Actor Critic (A3C / A2C)
Combines REINFORCE with a learned baseline (Critic) to improve stability of learning. It also introduced the parallel learning of multiple workers to speed up data collection and improve the learning stability and speed, both for discrete and continuous action spaces.
ACER
Similar to A3C with the addition of experience replay and off-policy training. to reduce variance and improve stability it also employs bias correction and trust region optimization techniques.
SAC
Soft Actor-Critic is an algorithm which optimizes a stochastic policy in an off-policy way. One of the key features of SAC is that it solves a maximum entropy reinforcement learning problem.
DDPG
An actor critic scheme for continuous action spaces which assumes that the policy is deterministic, and therefore it is able to use a replay buffer in order to improve sample efficiency.
TD3
Very similar to DDPG, i.e. an actor-critic for continuous action spaces, that uses a replay buffer in order to improve sample efficiency. TD3 uses two critic networks in order to mitigate the overestimation in the Q state-action value prediction, slows down the actor updates in order to increase stability and adds noise to actions while training the critic in order to smooth out the critic's predictions.
PPO
An actor critic scheme which uses bounded updates to the policy in order to make the learning process very stable.
Clipped PPO
A simplification of PPO, that reduces the code complexity while achieving similar results.
BC
The simplest form of imitation learning. Uses supervised learning on a dataset of expert demonstrations in order to imitate the expert behavior.
CIL
A variant of behavioral cloning, where the learned policy is disassembled to several skills (such as turning left or right in an intersection), and each skill is learned separately from the human demonstrations.

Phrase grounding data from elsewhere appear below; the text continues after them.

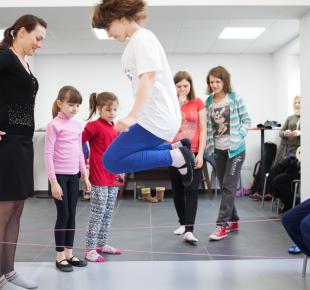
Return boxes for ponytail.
[52,100,60,118]
[88,92,98,120]
[0,26,15,48]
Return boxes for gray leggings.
[86,185,118,249]
[215,149,245,225]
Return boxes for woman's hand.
[115,116,136,132]
[50,180,63,200]
[194,154,204,169]
[83,176,91,193]
[284,130,292,137]
[0,131,6,141]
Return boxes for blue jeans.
[103,124,173,174]
[282,199,310,256]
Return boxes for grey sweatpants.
[215,149,245,225]
[85,185,118,249]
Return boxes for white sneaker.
[184,232,199,244]
[173,225,185,235]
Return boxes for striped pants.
[86,185,118,249]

1. Does your environment have a discrete or continuous action space?

Some reinforcement learning algorithms work only for discrete action spaces, where the agent needs to select one out of several possible actions. Other algorithms work only for continuous action spaces, where there are infinite possible actions, but there is some spatial relationship between the actions. And there are some algorithms that can be applied in both cases. The available algorithms highly depend on the task at hand.

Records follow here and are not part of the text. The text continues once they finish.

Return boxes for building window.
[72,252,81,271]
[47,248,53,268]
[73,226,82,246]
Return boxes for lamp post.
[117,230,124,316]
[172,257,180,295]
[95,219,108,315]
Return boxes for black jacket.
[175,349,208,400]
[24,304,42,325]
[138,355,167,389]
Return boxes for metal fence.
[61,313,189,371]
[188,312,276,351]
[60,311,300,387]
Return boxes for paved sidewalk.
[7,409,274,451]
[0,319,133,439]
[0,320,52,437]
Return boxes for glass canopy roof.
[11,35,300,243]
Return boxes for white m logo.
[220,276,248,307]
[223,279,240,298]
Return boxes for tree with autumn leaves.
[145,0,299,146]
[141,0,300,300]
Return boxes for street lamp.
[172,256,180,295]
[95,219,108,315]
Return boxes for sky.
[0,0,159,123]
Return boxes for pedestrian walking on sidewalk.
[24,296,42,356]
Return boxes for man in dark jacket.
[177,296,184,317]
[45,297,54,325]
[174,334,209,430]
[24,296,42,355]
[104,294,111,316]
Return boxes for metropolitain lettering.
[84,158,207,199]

2. Is collecting more samples from your environment painful?

Reinforcement learning algorithm are notoriously known for the amount of samples they need for training. Typically, on-policy algorithms are much less sample efficient compared to off-policy algorithms. But there are other algorithmic features that allow improving the sample efficiency even more, like using a DND in NEC, or using Hindsight Experience Replay. It is hard to say which algorithm is the most sample efficient, but we can at least say which ones are not sample efficient.

3. Do you have a simulator that can be parallelized across multiple processes or nodes?

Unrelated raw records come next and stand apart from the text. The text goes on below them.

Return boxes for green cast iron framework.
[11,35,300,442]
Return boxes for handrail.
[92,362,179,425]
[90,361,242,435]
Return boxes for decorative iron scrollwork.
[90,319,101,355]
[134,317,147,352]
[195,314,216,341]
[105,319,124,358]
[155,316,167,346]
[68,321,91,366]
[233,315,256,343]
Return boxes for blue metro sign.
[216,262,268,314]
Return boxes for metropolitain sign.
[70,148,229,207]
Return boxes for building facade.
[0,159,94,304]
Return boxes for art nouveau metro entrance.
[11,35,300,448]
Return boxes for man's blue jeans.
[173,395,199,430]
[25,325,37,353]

Parallelizing training across multiple workers which are located on the same node or on different nodes is a technique that has been introduced in recent years and achieved a lot of success in improving the results of multiple algorithms. As part of this, there are some algorithms that don’t work well without being parallelized with multiple workers working in parallel, which requires having a simulator for each worker.

4. Do you have human demonstrations for solving the task?

If human demonstrations are available for a task, most of the time it would be better to use those instead of training using regular reinforcement learning from scratch. To use human demonstrations we have implemented several tools and algorithms for imitation learning in Coach.